I helped put up curtain rods, set up the wifi, changed out some light fixtures and removed the existing closet wire racks, which left a boat load of holes that I had to fill and then paint the walls, so that she could get her California Closet systems installed. I so wish I had taken a picture of the wire racks before I took them down because she gave them to me. I’ll be able to use them in my garage project. It is amazing what limited pops of color can do to mundane spaces. Joan was the person that gave me the idea to wallpaper my closets, so that guest will get a pleasant surprise when hanging their coats.
My most time consuming project was patching holes created by my electrician Mr. McGhee. She needed several new outlets and he had to make small holes to fish wires through. Honestly I hate patching holes, drywall is not by strong suite. Plastering is truly an art. I have not quite mastered the feathering technique, so I over apply mud and have to sand a lot. I decided to try a new technique learned on YouTube, the California patch. You use the paper from the drywall as the tape. I will admit I was patting myself on the back after this work, my best patches to date!

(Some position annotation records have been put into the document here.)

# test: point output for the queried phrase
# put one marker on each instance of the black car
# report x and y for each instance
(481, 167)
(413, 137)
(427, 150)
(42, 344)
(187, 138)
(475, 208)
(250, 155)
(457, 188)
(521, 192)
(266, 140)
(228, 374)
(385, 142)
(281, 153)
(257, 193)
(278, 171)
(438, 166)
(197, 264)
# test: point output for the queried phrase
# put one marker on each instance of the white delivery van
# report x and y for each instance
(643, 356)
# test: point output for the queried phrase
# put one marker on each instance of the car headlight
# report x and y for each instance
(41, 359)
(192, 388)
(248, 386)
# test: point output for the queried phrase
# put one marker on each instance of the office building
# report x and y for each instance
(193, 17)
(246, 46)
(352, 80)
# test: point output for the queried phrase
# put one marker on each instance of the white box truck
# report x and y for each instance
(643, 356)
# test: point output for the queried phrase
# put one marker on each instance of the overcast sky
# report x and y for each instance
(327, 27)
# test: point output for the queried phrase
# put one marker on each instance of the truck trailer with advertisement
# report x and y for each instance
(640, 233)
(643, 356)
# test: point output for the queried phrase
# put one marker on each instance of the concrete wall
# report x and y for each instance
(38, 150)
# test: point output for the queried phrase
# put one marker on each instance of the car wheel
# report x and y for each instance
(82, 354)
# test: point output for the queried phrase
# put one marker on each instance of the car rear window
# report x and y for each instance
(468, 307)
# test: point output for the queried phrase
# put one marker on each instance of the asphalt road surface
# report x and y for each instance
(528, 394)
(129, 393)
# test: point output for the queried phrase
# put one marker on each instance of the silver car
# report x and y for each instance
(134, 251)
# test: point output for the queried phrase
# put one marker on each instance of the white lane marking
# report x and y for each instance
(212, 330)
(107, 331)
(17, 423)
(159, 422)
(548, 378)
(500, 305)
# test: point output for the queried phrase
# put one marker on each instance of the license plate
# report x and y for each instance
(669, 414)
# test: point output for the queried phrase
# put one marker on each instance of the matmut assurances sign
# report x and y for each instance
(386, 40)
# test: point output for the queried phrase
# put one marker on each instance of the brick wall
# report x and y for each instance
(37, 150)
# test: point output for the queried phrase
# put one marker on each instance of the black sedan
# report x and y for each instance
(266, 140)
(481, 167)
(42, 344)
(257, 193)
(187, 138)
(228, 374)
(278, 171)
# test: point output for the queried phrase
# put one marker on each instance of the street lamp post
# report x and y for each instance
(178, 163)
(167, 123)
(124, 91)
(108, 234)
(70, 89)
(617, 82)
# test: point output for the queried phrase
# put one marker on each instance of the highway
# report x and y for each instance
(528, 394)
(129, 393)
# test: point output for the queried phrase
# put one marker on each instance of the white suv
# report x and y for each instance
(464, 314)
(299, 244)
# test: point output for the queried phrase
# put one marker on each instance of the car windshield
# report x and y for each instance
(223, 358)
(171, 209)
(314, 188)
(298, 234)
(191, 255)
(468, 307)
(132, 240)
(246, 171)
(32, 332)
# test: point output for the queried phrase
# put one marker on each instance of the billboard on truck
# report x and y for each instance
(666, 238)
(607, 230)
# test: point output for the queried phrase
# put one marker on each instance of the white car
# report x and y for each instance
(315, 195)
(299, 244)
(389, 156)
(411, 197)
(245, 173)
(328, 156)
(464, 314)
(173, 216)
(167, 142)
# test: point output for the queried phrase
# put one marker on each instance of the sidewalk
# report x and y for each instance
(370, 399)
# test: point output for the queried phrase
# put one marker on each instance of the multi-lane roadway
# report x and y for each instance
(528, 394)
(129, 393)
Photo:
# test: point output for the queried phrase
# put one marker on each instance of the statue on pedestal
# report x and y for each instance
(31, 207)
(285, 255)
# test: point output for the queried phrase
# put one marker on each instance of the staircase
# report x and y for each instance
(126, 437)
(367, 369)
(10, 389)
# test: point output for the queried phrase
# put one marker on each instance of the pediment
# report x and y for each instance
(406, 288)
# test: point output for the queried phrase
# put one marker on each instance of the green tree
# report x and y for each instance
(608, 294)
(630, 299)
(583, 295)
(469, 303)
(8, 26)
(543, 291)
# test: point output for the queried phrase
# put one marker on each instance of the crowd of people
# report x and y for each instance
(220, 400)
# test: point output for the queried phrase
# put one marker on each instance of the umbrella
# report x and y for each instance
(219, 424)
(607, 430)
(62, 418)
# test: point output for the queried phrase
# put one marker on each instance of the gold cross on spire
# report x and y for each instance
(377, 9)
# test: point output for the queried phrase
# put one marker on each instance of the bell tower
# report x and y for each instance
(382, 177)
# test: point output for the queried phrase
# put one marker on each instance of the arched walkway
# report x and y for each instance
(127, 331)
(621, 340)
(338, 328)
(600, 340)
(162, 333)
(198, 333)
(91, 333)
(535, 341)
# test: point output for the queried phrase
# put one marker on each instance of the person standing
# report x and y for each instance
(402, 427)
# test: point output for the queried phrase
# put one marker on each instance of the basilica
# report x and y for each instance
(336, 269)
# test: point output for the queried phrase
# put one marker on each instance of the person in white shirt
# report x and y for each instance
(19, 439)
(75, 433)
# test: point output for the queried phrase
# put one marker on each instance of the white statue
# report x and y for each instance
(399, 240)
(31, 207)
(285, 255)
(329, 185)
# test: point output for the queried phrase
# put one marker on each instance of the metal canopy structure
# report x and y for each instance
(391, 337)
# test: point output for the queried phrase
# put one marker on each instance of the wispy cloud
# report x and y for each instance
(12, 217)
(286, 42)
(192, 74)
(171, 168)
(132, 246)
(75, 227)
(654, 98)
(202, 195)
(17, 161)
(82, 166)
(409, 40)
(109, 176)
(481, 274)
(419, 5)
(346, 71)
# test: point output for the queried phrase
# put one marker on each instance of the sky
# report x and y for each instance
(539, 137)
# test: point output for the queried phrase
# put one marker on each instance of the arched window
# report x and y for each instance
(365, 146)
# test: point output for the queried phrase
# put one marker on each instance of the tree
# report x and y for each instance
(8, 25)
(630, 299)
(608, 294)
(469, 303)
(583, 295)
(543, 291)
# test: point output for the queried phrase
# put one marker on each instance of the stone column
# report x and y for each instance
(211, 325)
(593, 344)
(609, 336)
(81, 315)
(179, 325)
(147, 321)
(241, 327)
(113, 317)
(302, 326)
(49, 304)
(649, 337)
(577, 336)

My last project may become another side hustle, cabinet shelves. Joan had two boards, one painted white and another laminated particle board that she asked if I could cut down to the right length to give her some additional shelves in her kitchen cabinets. She did not care that they wouldn’t match the originals. The laminated board was too narrow and could not be used, but I planned to cut the white one down to size on my miter saw. I had not thrown away the scrapes from Cassandra’s bench project, so I told her I could make one for the smaller cabinet.
Her original shelves appeared to have a laminate meant to imitate birch. I ripped the scrap down to the right width, cut it to the right length and then applied 3/4″ pine trim on the outer edge to hide the plys of wood. I sanded them and then coated them with polyacrylic I had on hand (3 coats on the top, 2 on bottom). When they were done it was hard to discern which was which, especially the shelves I made with birch plywood. I hated the thought of her having this one white shelf, so I made one for that too. These turned out so well she asked me to make two more AND I even made one for my own kitchen. I had wanted an extra shelf in the cabinet where I store my coffee mugs, but they wanted $50 for that one tiny shelf. Since this was scrap wood, not all the grains were running horizontal, but that wouldn’t be noticeable and did not impact function. Hence the potential new side hustle. Need a shelf, call me.